Four days and almost twenty hours of public comment and for some people, like APDEA Treasurer Gerard Asselin, it's still not enough time for the public to speak out.
"It's not, and the reason is this, what you're talking about is about 22-hundred employees that will be affected by this and operations that run this city of about three-thousand people with almost half-a-billion dollar budget," Asselin said.
Last Wednesday, the Anchorage Assembly voted to hold one last public comment session on the proposed city ordinance from 6 PM to 11 PM. But Assembly Chair Ernie Hall feels like the assembly has given the public enough time to let their voice be heard.
"I think it's a reasonable time," Hall said. "Twenty hours on a single topic is a reasonable amount of time.
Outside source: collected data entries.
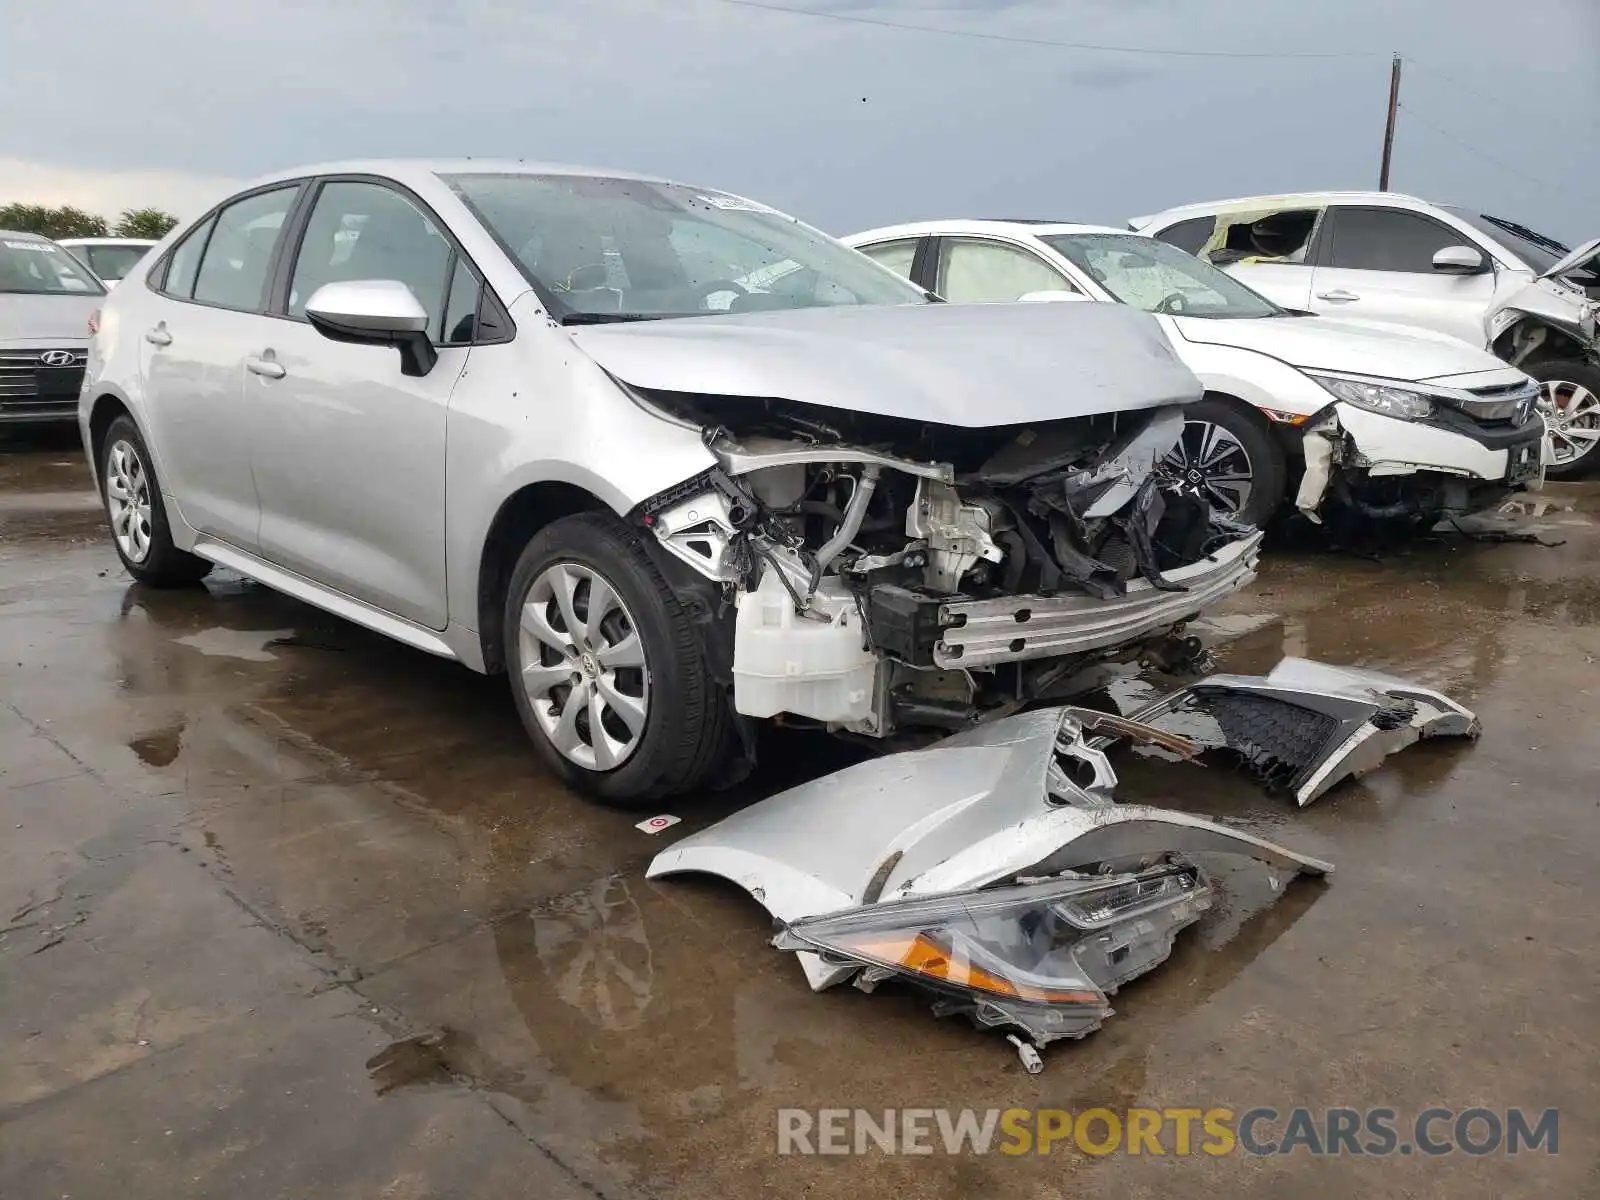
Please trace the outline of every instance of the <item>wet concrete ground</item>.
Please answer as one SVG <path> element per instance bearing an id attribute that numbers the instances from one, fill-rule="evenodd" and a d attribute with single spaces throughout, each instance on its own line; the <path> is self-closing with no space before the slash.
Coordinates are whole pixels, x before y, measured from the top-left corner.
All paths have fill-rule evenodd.
<path id="1" fill-rule="evenodd" d="M 742 893 L 646 883 L 663 839 L 545 776 L 503 684 L 220 572 L 146 591 L 70 441 L 0 446 L 0 1195 L 1600 1194 L 1600 529 L 1573 494 L 1536 518 L 1556 549 L 1269 561 L 1227 669 L 1393 670 L 1486 732 L 1303 812 L 1130 764 L 1122 798 L 1338 873 L 1230 871 L 1030 1077 L 914 996 L 813 995 Z M 844 761 L 766 749 L 673 833 Z M 1557 1107 L 1560 1153 L 774 1152 L 787 1106 L 1296 1104 Z"/>

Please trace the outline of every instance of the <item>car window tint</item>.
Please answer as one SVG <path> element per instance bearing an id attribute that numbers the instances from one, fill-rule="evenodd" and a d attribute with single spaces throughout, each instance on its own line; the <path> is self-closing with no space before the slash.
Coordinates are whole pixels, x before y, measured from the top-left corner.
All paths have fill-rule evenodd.
<path id="1" fill-rule="evenodd" d="M 147 246 L 85 246 L 89 268 L 101 279 L 126 279 L 148 251 Z"/>
<path id="2" fill-rule="evenodd" d="M 999 242 L 946 238 L 939 253 L 939 286 L 935 290 L 957 304 L 1004 304 L 1029 292 L 1078 289 L 1026 250 Z"/>
<path id="3" fill-rule="evenodd" d="M 298 191 L 298 185 L 291 185 L 258 192 L 217 214 L 195 276 L 196 300 L 224 308 L 261 306 L 272 250 Z"/>
<path id="4" fill-rule="evenodd" d="M 194 295 L 194 276 L 200 266 L 200 252 L 206 248 L 206 238 L 211 235 L 211 226 L 215 223 L 215 217 L 202 221 L 173 248 L 172 256 L 167 259 L 166 282 L 161 287 L 167 295 L 182 296 L 184 299 Z"/>
<path id="5" fill-rule="evenodd" d="M 472 273 L 467 260 L 457 256 L 456 268 L 450 274 L 450 294 L 444 306 L 444 326 L 439 342 L 444 345 L 466 345 L 476 334 L 478 316 L 478 277 Z"/>
<path id="6" fill-rule="evenodd" d="M 1216 226 L 1215 217 L 1192 217 L 1163 229 L 1156 237 L 1185 253 L 1199 254 L 1200 247 L 1206 244 Z"/>
<path id="7" fill-rule="evenodd" d="M 861 253 L 882 263 L 896 275 L 911 278 L 911 264 L 917 257 L 917 239 L 903 242 L 879 242 L 876 246 L 862 246 Z"/>
<path id="8" fill-rule="evenodd" d="M 304 316 L 306 301 L 324 284 L 394 279 L 411 289 L 438 336 L 449 269 L 450 243 L 399 192 L 376 183 L 329 183 L 300 241 L 289 315 Z"/>
<path id="9" fill-rule="evenodd" d="M 1466 235 L 1417 213 L 1383 208 L 1336 208 L 1329 266 L 1357 271 L 1433 272 L 1433 256 Z"/>

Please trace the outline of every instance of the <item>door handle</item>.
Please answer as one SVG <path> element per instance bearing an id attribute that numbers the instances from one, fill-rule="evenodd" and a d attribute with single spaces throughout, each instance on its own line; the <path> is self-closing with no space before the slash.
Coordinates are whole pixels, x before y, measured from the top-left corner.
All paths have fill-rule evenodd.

I've got legal direction that says we're good. We've given opportunity for individuals to speak."
On Friday, the Anchorage ACLU sent Hall a letter saying the assembly is limiting the right of Anchorage citizens.
"They need to be allowed to testify as long as there are individuals that want to testify," ACLU Executive Director Jeffrey Mittman said. "What individuals were told were they could line up and you'll get their chance to testify. What the Anchorage Charter says is you have the right to testify. They can't just arbitrarily cut off debate."
Mayor Dan Sullivan says the assembly is within its rights.
"The assembly has the right to set their own rules," Sullivan said. "When it comes to public hearing, what they have to do is make sure that the amount of time is reasonable. After tonight, there will have been 20 hours of public testimony."